Il importe de sortir au plus vite de la financiarisation et du système-dette. Nous appelons les citoyens à se mobiliser contre la répression des chômeurs et la baisse des indemnités, les cadeaux faits au patronat (1001Mds d’€ de 2014 à 2017), la taxation des salariés et des retraités (la douloureuse CSG).
Il nous faut exiger un audit complet de la dette : à qui profitent les « déficits » ? Quelques indices plus haut...
Les véritables solutions socialement bénéfiques à la collectivité sont à chercher avec la réduction du temps de travail, l’abaissement de l’âge de départ à la retraite, les créations d’emplois induites soit moins de chômeurs à indemniser… et un déficit annulé !

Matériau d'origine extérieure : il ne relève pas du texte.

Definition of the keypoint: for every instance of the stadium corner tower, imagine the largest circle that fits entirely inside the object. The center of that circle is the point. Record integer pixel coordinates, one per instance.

Annuler la dette de l’Assurance chômage serait donc un acte de salubrité publique indispensable, mais encore insuffisant pour satisfaire les besoins sociaux et permettre aux chômeurs de percevoir au moins le salaire minimum. Un tel « enrichissement » des chômeurs serait bénéfique pour l’ensemble des salariés, qui pourraient refuser de traverser la rue et refuser les sous-emplois de l’ubérisation et autres variantes de la domesticité salariale.